Radical changes to GCSE and A-level exams are to be introduced so that even essay-dominated subjects will be marked electronically, the man in charge of the “modernisation” of England’s exams system has said.

Papers for subjects such as English and history will be scanned electronically and examiners will then mark individual questions, rather than whole scripts.

Critics, who include leading independent school heads, fear that the changes will lead to the dumbing down of exams and therefore of teaching.

Writing in this week’s TES, Cynthia Hall, president of the Girls’ Schools Association, says there is a danger of downgrading examining to “a multiple-choice exercise that could be done by the proverbial monkey”.

The changes mean that electronic marking, being trialled at the Edexcel exam board, will be dramatically extended and many more papers will be marked by unqualified undergraduates rather than teachers.

The plans were revealed by Jonathan Ford, managing director of the new National Assessment Agency, at a meeting of private-school headteachers last month, and will be hugely contentious.

A chief examiner for one of Edexcel’s rivals said: “The concern is that this represents a dumbing down of the examination process. That the boards could say, ‘we want more multi-choice type question and answers’.”

The assessment agency believes the moves will help improve accuracy, partly because the use of technology will allow questions to be marked more than once, and help it address chronic shortages of examiners.

It also believes that with component marking where examiners mark individual questions, rather than whole scripts, the grading process will be more accurate, as examiners focus on tightly-defined mark schemes.

But headteachers who attended the joint GSAHeadmasters’ and Headmistresses’ Conference meeting where the comments were made, are worried.

In her article, Ms Hall says examiners needed to be able to see whole scripts to get a proper feel for candidates’ work.

There are serious worries, she argues, that the demands of the marking process will drive the content of exams, leading to a greater focus on short answers in traditionally essay-dominated subjects.

“My fear is that lower-order assessment will necessitate lower-order questions and that lower-order teaching will follow.
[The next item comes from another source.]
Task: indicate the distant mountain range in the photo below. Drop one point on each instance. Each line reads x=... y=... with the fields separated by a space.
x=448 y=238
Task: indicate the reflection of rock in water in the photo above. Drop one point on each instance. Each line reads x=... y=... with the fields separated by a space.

“We need to develop the professionalism of our teacher examiners, not downgrade the job.”

Martin Stephen, HMC chairman, said: “This is the tail wagging the dog. It appears the examination system is being designed for the convenience of marking, rather than addressing the need to assess higher-order skills, such as extended argument.”

Edexcel and the NAA emphatically deny that there will be any “dumbing down”, arguing that exams should be designed around pupils’ assessment needs. Short answers are not currently widespread in English and history.

In this summer’s e-marking trial by Edexcel more than a million GCSE and A-level scripts were scanned and marked question by question by examiners at computer screens. But English was not included in the trial.

A spokesman for the assessment agency, a branch of the Qualifications and Curriculum Authority set up to lead the pound;140 million modernisation of the exams system, said there would be no “dumbing down”.

“There’s no question of papers being designed to make marking easier. It has always been the intention to trial digital scanning and component marking in subjects where it is feasible,” he said.

“Component marking allows complex questions to be sent to the most experienced and knowledgeable senior markers. It also allows questions with straightforward right and wrong answers to be dealt with by more junior markers. This increases the speed of processing and the accuracy of marking.”

In Edexcel’s trial, undergraduates working in dedicated centres, marked short questions in eight GCSE and GNVQ subjects this year, including maths, science, French and Spanish. English GCSEs were also marked electronically, but the subject was not part of the short-answer experiment. The board views the scheme as a great success.

Other boards have used students in recent years for conventional marking and say this has been successful. Mike Tomlinson, the former chief inspector of schools who investigated 2002‘s A-level regrading crisis, has backed the use of non-teacher examiners.